Planning for a project is the cornerstone of management. If you want to learn how the pros do it, watch Jennifer Bridges, PMP, and up your game.
Here’s a shot of the whiteboard for your reference!
In Review: 10 Secrets of the Pros for Better Project Plans
You can learn a lot from books, but it’s the real world that hones project management skills, as Jennifer said in the video. She makes the analogy that your project plan is the playbook for your team to execute, monitor and control the project.
Of course you have to start your project off on the right foot, as we wrote about, but it doesn’t hurt to know how to better do this by listening to those who have taken that journey many times over. Here are the 10 tips they suggest to better your project planning.
- Know your plan inside out
- Know your team
- Plan your plan
- Use templates
- Keep it simple
- Plan must reflect reality
- Engage all parties
- Give team members access
- Have stakeholders sign off on plan
- Update regularly
If you follow this advice your project is more likely to run on schedule, within budget and achieve the goals of its stakeholders. Then, in time, you’ll become a seasoned vet who will be passing on your sage knowledge to newcomers.
Pro-Tip: Once your project plan is in place remember to set a good tone for the team, keeping the atmosphere healthy: providing nutritious food, downtime and exercise to keep performance levels and morale high.
Thanks for watching!
Today, we’re talking about 10 secrets of the pros for better project plans. We’re going to talk about a real-world spin on the project plan. When I think of project plans, I can’t help but think about sports. I think of the project plan as the playbook that the team is going to use to execute, and monitor, and control this project.
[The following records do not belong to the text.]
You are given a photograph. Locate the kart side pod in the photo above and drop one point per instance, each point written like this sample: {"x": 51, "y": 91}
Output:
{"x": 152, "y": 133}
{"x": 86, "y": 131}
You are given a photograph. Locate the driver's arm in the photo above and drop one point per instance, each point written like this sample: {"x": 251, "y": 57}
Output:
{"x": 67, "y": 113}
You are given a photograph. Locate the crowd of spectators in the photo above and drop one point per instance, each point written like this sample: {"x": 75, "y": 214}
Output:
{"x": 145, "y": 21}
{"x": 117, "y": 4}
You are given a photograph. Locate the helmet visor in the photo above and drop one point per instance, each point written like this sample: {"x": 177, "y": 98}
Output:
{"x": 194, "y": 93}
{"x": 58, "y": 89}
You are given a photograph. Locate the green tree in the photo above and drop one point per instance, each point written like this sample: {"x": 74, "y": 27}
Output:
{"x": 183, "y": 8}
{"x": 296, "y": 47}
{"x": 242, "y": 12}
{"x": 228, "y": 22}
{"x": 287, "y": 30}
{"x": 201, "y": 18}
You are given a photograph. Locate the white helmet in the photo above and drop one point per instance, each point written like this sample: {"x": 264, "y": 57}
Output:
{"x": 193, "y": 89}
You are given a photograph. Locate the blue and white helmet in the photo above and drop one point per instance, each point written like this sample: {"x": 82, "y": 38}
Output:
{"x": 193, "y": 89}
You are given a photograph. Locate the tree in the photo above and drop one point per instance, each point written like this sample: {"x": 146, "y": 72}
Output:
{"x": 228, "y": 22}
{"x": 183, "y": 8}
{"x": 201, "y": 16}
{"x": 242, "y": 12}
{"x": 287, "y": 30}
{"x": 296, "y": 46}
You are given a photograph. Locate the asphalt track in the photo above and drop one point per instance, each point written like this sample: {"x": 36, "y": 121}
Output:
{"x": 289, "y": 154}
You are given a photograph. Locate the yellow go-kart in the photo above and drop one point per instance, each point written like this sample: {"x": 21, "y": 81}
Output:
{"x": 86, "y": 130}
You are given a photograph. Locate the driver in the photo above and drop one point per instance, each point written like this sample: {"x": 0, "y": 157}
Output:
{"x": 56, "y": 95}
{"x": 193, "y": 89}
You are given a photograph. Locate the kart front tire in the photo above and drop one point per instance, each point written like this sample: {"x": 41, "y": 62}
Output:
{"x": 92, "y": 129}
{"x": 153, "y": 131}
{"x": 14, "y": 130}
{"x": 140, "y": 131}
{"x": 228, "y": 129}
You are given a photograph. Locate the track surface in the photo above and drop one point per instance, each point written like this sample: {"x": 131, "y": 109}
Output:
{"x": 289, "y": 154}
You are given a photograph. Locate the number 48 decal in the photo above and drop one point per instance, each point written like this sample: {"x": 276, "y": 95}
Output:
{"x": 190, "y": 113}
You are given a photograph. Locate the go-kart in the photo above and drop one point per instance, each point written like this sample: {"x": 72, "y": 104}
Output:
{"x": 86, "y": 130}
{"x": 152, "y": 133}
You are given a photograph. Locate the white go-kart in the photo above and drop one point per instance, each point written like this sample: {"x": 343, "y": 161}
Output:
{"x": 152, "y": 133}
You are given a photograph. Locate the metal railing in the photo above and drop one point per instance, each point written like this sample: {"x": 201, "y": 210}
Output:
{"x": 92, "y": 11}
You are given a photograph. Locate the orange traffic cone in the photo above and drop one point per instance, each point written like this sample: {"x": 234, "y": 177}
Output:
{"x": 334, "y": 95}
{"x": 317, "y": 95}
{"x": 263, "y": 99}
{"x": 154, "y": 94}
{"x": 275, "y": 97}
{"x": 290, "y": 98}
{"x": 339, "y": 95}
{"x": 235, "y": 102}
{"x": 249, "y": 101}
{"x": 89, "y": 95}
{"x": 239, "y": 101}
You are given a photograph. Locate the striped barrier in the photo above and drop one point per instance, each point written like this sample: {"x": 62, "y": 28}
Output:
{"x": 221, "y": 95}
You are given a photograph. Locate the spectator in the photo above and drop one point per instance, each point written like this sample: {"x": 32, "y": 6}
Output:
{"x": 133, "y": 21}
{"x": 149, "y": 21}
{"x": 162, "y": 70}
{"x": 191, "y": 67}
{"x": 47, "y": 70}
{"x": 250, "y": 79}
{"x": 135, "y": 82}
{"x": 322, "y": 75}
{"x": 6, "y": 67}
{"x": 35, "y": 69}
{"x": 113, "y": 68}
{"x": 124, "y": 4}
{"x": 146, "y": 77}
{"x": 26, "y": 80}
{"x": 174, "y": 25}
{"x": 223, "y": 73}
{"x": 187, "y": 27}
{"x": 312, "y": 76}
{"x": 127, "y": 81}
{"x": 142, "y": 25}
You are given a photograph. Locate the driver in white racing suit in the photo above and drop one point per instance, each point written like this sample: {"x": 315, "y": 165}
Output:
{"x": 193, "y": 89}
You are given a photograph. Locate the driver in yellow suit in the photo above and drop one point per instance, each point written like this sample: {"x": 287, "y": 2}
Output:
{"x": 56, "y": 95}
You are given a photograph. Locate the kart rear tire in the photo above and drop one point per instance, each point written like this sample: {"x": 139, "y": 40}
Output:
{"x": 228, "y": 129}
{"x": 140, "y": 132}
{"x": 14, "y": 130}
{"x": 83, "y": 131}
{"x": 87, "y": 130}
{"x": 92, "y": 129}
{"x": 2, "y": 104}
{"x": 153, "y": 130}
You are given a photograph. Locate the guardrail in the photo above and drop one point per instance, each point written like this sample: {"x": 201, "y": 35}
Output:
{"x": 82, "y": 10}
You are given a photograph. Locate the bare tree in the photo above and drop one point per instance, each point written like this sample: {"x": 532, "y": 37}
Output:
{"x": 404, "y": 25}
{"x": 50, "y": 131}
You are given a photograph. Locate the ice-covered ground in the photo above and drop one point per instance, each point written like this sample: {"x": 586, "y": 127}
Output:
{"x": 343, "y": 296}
So when you’re building these better plans, some things to remember is, you as the Project Manager have to know your game. That project plan, your playbook, is your game, so you have to know everything in it. You have to know more than anybody about this project, and that’s what the plan does for you.
You also have to know your players, who’s going to be executing this plan, what are their strengths, where do they need support, and who needs to communicate with who to know what’s going on.
When you’re making your plans, you need to plan to plan. You need to set aside time and think through, what do I have in this plan, what do I need, and where do I get it?
You also use templates. Don’t start from scratch. Use a template maybe you used before or someone else has used before. That’ll save you a lot of time and help you think through things for the project so you don’t forget.
Also, keep it simple. Remember, this is a playbook. These are plays that people are going to take and execute along the way, so the more simple that you can be the better.
Also, reflect reality on your project. Make sure the plan reflects reality, and it’s relative to your project and the people who are going to be doing the work.
There some other secrets, as well. You want to be sure to engage others. Engage those people who are going to be executing the plan. Engage those who are going to be impacted. Get their input so they’ll help you know what is going to work and where, maybe, you could run into some challenges along the way.
Also, provide access to these team members, as well. For the team members who are going to be executing these plays or executing activities, let them have insights into not only their work but others’ work, and build dashboards that are customized so they can see things clearly.
Also, get the appropriate people, the stakeholders, to sign off. When you get them to sign off, you’re getting their buy-in and their commitment to help support the project along the way.
Also, update your plan on a regular basis. You have to know going in that the fact is that this plan is going to change all along the way, so it’s very important to keep it updated regularly and consistently.